The government imposes martial law and a night curfew in the capital Baku and other cities after fighting broke out with Armenian separatists in the disputed Nagorno-Karabakh region, which is in Azerbaijan but controlled by Armenia. Both sides accuse each other of having started the fighting and of attacking areas with civilians. The outside world calls for reflection, but the fighting continues and after four days has claimed the lives of around 100 people on the Armenian side, of which just under a fifth are civilians. Azerbaijan reports no losses. Armenia accuses Turkey of interfering in the conflict on Azerbaijan’s side and of shooting down an Armenian plane, which Turkey denies. The fighting is the most serious confrontation between Azerbaijan and Armenia since 2016.

Population 2001

According to Countryaah, the population of Azerbaijan in 2001 was 8,538,494, ranking number 90 in the world. The population growth rate was 1.000% yearly, and the population density was 103.3004 people per km2.
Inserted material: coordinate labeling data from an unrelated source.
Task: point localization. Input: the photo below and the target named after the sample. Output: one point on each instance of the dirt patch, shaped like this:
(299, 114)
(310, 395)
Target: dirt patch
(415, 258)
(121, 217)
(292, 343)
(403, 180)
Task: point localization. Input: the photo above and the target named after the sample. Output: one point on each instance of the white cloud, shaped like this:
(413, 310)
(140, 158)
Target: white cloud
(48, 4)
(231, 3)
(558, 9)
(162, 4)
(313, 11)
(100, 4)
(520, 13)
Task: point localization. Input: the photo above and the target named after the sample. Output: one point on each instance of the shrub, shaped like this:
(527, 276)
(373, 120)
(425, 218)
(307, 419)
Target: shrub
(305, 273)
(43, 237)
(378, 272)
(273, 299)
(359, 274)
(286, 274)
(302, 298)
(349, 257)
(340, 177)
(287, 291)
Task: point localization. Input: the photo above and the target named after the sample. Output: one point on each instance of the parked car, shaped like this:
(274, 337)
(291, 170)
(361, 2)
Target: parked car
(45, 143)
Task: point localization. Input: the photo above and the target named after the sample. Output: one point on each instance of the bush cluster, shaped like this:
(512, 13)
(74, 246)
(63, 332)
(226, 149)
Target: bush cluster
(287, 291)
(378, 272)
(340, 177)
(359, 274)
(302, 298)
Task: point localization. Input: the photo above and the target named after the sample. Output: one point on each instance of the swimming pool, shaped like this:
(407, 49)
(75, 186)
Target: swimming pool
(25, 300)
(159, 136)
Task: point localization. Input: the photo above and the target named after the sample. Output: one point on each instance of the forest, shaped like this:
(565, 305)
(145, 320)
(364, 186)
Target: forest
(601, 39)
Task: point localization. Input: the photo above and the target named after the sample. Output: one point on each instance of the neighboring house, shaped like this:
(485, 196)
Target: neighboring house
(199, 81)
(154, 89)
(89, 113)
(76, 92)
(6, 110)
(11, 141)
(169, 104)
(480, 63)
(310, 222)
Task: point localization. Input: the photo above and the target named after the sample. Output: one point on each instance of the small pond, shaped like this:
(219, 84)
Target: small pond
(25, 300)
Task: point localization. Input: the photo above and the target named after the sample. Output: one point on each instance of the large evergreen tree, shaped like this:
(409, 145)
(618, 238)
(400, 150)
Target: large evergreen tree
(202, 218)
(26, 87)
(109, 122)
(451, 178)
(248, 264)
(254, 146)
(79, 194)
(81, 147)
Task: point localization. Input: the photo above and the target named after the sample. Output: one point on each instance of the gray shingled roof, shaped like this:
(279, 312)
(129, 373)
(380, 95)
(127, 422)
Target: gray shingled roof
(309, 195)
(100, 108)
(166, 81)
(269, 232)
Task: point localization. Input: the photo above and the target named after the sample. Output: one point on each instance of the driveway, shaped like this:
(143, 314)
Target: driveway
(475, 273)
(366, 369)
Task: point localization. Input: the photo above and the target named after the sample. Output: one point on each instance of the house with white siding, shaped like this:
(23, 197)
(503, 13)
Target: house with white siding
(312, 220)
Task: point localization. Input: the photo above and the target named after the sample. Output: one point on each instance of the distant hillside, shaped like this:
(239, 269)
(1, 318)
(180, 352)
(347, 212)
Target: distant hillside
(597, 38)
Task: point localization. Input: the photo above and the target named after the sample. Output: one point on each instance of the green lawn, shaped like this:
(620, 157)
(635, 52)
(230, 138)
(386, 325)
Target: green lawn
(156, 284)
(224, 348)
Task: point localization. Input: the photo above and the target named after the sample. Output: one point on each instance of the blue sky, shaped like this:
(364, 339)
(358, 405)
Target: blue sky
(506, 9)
Azerbaijan Population Graph

Population, society and rights

The population of Azerbaijan is quite homogeneous: about 90% of it is of Azerbaijani ethnicity, while the remaining 10% is mainly composed of Lesbians, Russians and Armenians. A substantial confessional homogeneity corresponds to ethnic homogeneity. Almost all of the population is of Muslim faith, with Christian-Orthodox, Gregorian and Jewish minorities.

With around 80% of Shiite Muslims, Azerbaijan is one of the few countries, along with Iran and Iraq, in which Shiites represent the majority of the population. A seventy years of Soviet domination and the firm state control over religious activities have nevertheless rooted a profound secularism in the institutions and the population. Although the Azerbaijani authorities have highlighted the risk of infiltration by Islamic fundamentalists from Dagestan and other Caucasian republics, religion remains a marginal factor in the country’s political dynamics.

Relevant is the extent of the Azerbaijani diaspora in the world. In addition to the Azeris based in northern Iran (estimated between fifteen and twenty million individuals), significant communities are present in Russia (over two million), Turkey (about one million), North America (400,000) and Europe (300,000).

The Azerbaijani democratization process is severely limited both by institutional dynamics and by the insufficient guarantee of civil and political rights. The practice of intimidation and arbitrary arrests of journalists, as well as members of the opposition, is quite frequent. According to the Freedom of the Press Index drawn up annually by Freedom House, Azerbaijan in 2014 was ranked 188th out of 197 countries. A trend, that of the repression of dissent and systematic control of the media, which has increased especially in the phase following the wave of the ‘color revolutions’ which between 2003 and 2005 affected the post-Soviet space, threatening to spread also to the country.